Keduanya berbaring di futon dan Power memeluk Denji erat. Kepalanya ia sembunyikan di bahu sang suami. Denji sudah biasa menghadapi Power yang bertingkah manja, bahkan di usia mereka yang kini tak lagi muda.

Nyako yang tadinya terlelap di sudut kamar pun pindah ke sebelah Power. “Denji ... aku takut, tapi tak mau pergi dari rumah ini.”

“Aku tak akan pergi. Kita hadapi ketakutan ini bersama.”

“Takut, Denji. Takut. Takut,” rengek Power parau. Denji mengusap rambut panjang wanitanya yang terurai, juga menepuk-nepuk pelan punggungnya agar ia tenang.

“Aku ada di sini.”

“Miaw.” Nyako menggesekkan kepalanya ke punggung sang pemilik. Insting hewannya juga berkata masa hidupnya di dunia fana ini tak lama lagi akan berakhir.

Getaran tubuh Power berkurang, bersama isakannya yang kian pelan. “Selamat malam, Denji.”

Pelukan Power mengerat, seakan tak ingin lepas darinya. Denji turut mengalungkan kedua tangan pada tubuh teman hidupnya.

Tanpa mereka sadari, bermeter-meter di atas sana melayang kendaraan udara yang akan melepas bom mematikan. Mereka menghitung mundur dan siap melepas rasa kemanusiaan agar ribuan makhluk hidup di bawah tewas. Inilah yang disebut perang. Siapapun yang terlibat tak lepas dari kata keji.

“Selamat malam, Power. Semoga mimpi indah.” Denji tak tahu mengapa ia membalas ucapan Power yang aneh didengar di pukul sebelas siang ini.
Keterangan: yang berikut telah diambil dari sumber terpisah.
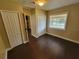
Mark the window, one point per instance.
(58, 21)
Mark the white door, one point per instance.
(12, 26)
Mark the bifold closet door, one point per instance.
(12, 26)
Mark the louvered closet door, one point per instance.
(12, 26)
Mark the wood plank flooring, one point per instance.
(45, 47)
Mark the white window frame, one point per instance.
(59, 15)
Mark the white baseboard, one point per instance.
(64, 38)
(8, 49)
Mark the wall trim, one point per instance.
(63, 38)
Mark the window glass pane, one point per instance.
(58, 21)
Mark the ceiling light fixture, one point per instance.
(40, 2)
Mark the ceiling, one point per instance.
(52, 4)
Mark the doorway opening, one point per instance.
(28, 24)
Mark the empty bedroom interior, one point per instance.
(39, 29)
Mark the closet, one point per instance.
(12, 27)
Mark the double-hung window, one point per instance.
(58, 21)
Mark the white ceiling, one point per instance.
(52, 4)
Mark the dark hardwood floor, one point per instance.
(45, 47)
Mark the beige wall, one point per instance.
(72, 29)
(37, 17)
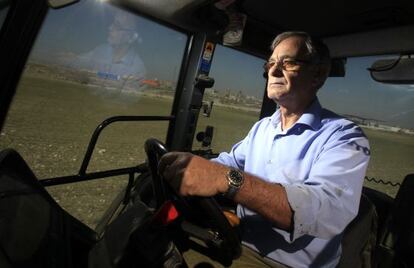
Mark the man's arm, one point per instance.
(192, 175)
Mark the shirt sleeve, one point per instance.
(329, 198)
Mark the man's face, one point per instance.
(294, 83)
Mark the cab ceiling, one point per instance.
(349, 27)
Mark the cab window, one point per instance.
(386, 114)
(92, 61)
(236, 97)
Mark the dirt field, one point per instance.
(51, 121)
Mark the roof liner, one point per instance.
(343, 24)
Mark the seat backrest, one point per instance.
(359, 239)
(397, 240)
(34, 230)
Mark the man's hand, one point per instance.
(192, 175)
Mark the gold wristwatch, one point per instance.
(235, 180)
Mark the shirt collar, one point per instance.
(311, 117)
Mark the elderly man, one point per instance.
(297, 176)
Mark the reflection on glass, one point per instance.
(115, 64)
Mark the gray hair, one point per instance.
(317, 50)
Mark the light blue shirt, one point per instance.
(321, 162)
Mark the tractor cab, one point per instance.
(94, 92)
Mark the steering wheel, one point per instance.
(225, 237)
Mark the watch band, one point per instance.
(235, 180)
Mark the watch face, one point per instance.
(236, 177)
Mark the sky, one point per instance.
(79, 28)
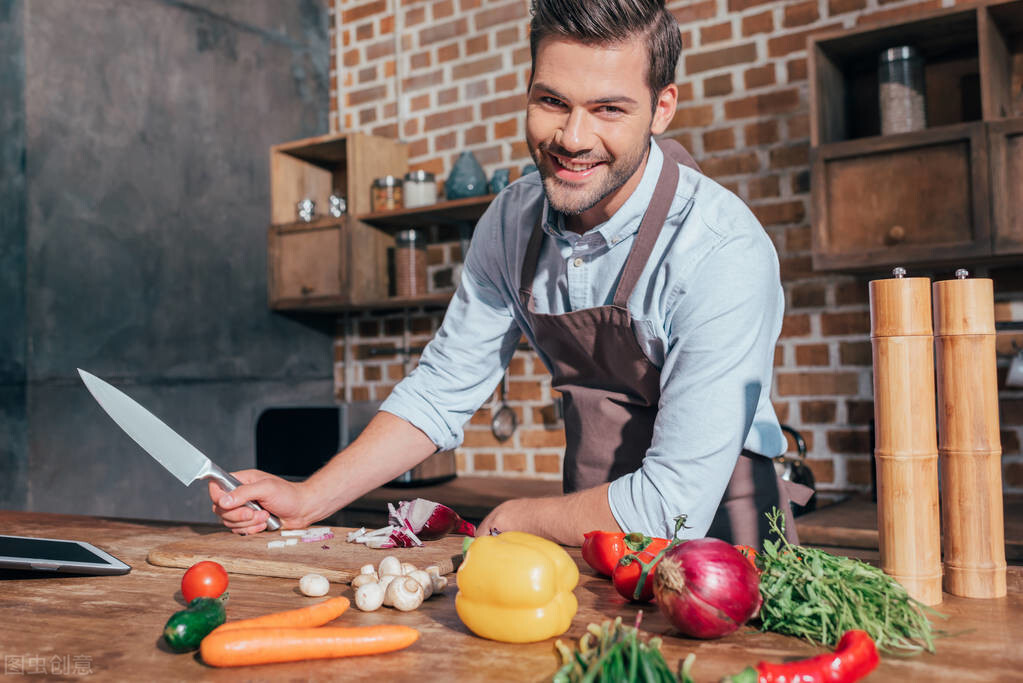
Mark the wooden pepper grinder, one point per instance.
(969, 443)
(905, 448)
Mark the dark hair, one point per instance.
(613, 21)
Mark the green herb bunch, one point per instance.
(612, 652)
(814, 595)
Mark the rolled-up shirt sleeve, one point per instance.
(721, 330)
(462, 364)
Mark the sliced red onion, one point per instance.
(428, 520)
(388, 537)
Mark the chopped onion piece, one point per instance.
(428, 519)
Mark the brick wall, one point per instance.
(450, 75)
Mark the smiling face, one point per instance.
(588, 124)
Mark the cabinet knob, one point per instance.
(895, 234)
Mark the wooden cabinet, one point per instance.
(327, 263)
(1006, 144)
(332, 265)
(937, 196)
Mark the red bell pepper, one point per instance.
(602, 550)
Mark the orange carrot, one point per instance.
(315, 615)
(252, 646)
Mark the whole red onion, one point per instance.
(706, 588)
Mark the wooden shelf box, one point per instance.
(937, 196)
(329, 263)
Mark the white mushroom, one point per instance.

Bukankah bumantara belum menghitam dengan candra dan kartika sebagai rekan? Mengapa pikiran dan lisannya terpengaruh ucapan ‘selamat malam’ Power?

Belum sempat otak Denji menemukan jawaban, Kota Nagasaki telah dijatuhi bom berkekuatan 20 kiloton. Puluhan ribu sukma meninggalkan raganya seketika, tanpa satu orang pun yang menduga.

Manusia takkan pernah menebak kapan dan bagaimana cara mereka meninggal 'kan?

THE END

Eits, belum benar-benar end, masih ada extra scene di bawah :D
.

.

.

.

.

“Denji-san! Bangun! Kau terlambat di hari pernikahanmu!”

Denji terperanjat. Segera pria itu melompat dari ranjangnya dan berlari menuju toilet.

“Sial! Kenapa tidak membangunkanku lebih awal!”

“Aku sudah membangunkanmu! Tapi, kau meracaukan hal aneh seperti 'selamat malam' dan sebagainya!”

“Ah! Sudahlah! Tak ada gunanya aku mengandalkanmu, Beam!”

Setelah bertengkar dengan Beam dan kuro-montsuki-nya, akhirnya Denji sampai di tempat berlangsungnya proses pernikahannya. Jantung Denji berdebar empat kali lebih kencang dari biasanya.

“Sudah lihat mempelaimu?” tanya Beam sambil mengunyah sepotong semangka.

“Diamlah, Beam! Aku sedang menahan rasa gugupku saat ini!”

“Dia sangat cantik.”

“Diam!”

Acara dimulai. Denji tak dapat diam di tempat akibat rasa penasarannya. Ketika mempelainya memasuki ruangan, semua kata-kata pujian yang harusnya ia sampaikan lenyap begitu saja. Kalimat apapun tak dapat mengekspresikan bagaimana perasaan Denji saat melihat Si Mempelai dengan hiasan di wajahnya. Tanpa Denji sadari, air mata mengalir.

Cantik.

Hanya kata itulah yang terlintas dalam benaknya. Sungguh, Denji kehilangan kemampuan untuk bicara di hadapan dara elok yang akan menjadi pasangan hidupnya.

“Ada apa? Apa aku terlihat seburuk itu sampai-sampai kau menangis, Denji?”

Ia seka air matanya. “Tidak. Kau terlihat sangat cantik, Power. Bahkan, lebih cantik dari kata cantik itu sendiri.”

Power mendengkus. “Ketika aku sudah tua dan rambutku tak lagi berwarna, pujian itu tak akan terdengar lagi darimu, Denji.”

Denji hanya tersenyum seraya memandangi wajah elok wanita tercintanya.

Sampai kapanpun, aku akan selalu mencintaimu. Sampai jumpa di kehidupan selanjutnya, Power.